I appear to have more books than I realized.
This month I’ve moved into a new office. It’s really the first time I’ve had my own beautiful space for working and creating since I started working for myself 30 years ago.
(I did once rent a room in a house to work from. That went about as well as most Airbnb “room rental only” experiences. Slightly grim, mostly dispiriting.)
I’ve now got a twenty-minute walk from home to this new space. I’m not sure what I’m calling it yet. Definitely not an office. A studio, or maybe an atelier.
There are ten other tenants, mostly creatives of one sort or another. A theatre company. A luthier. A weaver. A paper maker.
They’ve all been there for years, and I’m definitely feeling the “who’s the new kid?” vibes.
There’s a mix between welcoming and wary, with the proportions varying from person to person.
I’m deploying three strategies to help me more quickly become part of the fabric of the building.
Bird by Bird
Anne Lamott’s book of that title is about how to write (and live life). “Bird by bird” means simply one step at a time.
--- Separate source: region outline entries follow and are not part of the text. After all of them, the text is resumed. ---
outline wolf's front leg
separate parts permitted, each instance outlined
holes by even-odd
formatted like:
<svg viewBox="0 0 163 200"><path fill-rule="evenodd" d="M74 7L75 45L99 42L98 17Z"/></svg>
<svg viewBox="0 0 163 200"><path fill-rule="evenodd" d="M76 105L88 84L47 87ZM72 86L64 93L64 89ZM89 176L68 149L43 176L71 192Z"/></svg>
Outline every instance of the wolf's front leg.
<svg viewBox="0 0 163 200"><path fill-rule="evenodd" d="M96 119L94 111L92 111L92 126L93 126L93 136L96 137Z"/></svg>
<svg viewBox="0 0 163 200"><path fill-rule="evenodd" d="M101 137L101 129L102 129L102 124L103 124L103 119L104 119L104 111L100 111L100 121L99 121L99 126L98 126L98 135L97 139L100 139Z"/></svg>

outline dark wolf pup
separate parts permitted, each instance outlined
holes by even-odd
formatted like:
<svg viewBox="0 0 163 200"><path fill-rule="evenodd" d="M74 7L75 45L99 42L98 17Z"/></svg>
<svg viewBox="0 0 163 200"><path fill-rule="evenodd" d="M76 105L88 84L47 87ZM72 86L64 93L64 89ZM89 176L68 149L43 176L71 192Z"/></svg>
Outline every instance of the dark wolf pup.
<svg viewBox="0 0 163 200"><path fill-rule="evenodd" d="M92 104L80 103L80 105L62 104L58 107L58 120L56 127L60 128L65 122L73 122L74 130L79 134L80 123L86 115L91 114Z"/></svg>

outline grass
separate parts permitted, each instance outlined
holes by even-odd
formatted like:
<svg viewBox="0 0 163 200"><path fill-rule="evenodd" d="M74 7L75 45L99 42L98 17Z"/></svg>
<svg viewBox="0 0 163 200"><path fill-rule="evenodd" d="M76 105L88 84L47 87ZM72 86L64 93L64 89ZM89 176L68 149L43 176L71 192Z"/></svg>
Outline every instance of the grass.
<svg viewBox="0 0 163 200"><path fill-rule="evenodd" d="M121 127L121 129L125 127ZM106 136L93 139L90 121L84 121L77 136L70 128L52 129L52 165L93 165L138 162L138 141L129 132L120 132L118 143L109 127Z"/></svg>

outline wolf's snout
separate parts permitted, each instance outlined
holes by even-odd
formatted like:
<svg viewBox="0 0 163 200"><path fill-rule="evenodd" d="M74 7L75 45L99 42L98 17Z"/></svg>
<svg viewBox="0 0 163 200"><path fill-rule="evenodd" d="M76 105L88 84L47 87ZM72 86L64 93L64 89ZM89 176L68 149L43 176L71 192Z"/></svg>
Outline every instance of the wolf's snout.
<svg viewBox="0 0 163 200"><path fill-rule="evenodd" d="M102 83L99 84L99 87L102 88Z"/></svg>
And in my case, I’m not trying to make friends with everyone in the building, I’m trying to make friends with each one.
It’s a bit overwhelming to think I’ve suddenly got to ingratiate myself with ten or more new people. It’s less so when I think I’m just trying to meet one person, and then the next, and then the next.
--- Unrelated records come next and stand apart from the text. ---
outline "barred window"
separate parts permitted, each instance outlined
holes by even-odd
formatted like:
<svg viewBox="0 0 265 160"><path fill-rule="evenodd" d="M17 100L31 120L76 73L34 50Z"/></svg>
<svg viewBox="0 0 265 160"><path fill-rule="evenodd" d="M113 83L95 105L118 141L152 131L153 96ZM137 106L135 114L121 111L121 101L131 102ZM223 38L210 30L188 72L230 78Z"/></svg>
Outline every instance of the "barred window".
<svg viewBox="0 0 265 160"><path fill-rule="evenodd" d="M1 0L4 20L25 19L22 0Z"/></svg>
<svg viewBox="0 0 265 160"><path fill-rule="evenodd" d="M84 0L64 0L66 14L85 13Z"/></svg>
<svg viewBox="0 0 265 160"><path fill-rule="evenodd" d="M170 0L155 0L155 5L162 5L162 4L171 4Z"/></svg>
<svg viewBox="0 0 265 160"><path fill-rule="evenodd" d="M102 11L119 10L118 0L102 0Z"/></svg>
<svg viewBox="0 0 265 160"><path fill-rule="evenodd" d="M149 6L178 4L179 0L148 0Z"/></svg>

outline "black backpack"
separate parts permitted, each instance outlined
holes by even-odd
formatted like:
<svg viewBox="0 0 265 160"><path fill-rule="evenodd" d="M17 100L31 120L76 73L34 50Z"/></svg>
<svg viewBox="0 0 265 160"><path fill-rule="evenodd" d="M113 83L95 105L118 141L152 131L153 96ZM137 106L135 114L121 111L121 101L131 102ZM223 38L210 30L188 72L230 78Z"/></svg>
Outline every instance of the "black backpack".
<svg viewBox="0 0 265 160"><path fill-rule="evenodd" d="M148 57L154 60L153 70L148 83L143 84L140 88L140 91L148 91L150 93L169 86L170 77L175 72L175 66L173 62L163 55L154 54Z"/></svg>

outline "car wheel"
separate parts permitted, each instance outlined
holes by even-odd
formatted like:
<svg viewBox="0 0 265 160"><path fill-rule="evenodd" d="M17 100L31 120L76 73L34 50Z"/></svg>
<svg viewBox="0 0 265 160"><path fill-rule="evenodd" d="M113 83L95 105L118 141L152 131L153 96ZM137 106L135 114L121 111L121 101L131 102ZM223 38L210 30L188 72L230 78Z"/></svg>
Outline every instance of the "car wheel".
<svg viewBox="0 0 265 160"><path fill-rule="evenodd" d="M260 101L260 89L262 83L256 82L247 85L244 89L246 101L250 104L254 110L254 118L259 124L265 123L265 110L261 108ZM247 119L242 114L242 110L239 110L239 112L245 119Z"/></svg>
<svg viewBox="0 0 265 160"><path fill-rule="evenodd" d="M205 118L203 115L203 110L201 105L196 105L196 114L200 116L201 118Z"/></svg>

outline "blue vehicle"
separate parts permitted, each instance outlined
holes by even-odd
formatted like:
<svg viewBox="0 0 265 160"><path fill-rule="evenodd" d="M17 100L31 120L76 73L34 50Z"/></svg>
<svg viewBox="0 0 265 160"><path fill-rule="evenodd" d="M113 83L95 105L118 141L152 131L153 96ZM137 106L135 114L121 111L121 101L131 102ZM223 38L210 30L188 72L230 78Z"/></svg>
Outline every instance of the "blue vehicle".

When I’m giving a keynote speech, I’ll stand at the entrance and welcome people personally. It cheers them up — the keynoter is saying hello! — but it’s also a way of reminding myself that this crowd of a thousand is actually just a lot of lovely individuals.
Call my Friend Hotline
I’ve been part of a mastermind group with MT for the last year or so, and she was the one who gave me the lowdown that this space was becoming available.
(Lesson: Tell lots of people what you’re looking for. You never know where a scattered seed will take root.)
She’s already vouchsafed me to the community, which is a great start. I’m not likely to be rejected.
Now, I’ll ask her to introduce me, one by one, to the people who are here.
Bring cake
One of my best friends, Anton, had a brilliant strategy when he started work in a new place.
He brought cake.
Repeatedly.
He was a slightly prickly guy (one of the reasons I liked him tbh) and worse, a New Zealander. The cake definitely broke down barriers.
I’m not sure what the equivalent of cake is in 2026. It might well be … cake.
I’ll be bringing gifts/shamelessly bribing people to like me in my outreach efforts.
It’s hard to make friends as an adult. Here’s the formula:
[Invite people in] x [acts of generosity] x [on-going exposure] x [some inconvenience]
That last element is a bit of a twist, isn’t it? Inconvenience?
It’s definitely safer, easier, less effort, and more seductive to stay in your own keep.
But there’s more to life than that.
Remember: We is more interesting than Me.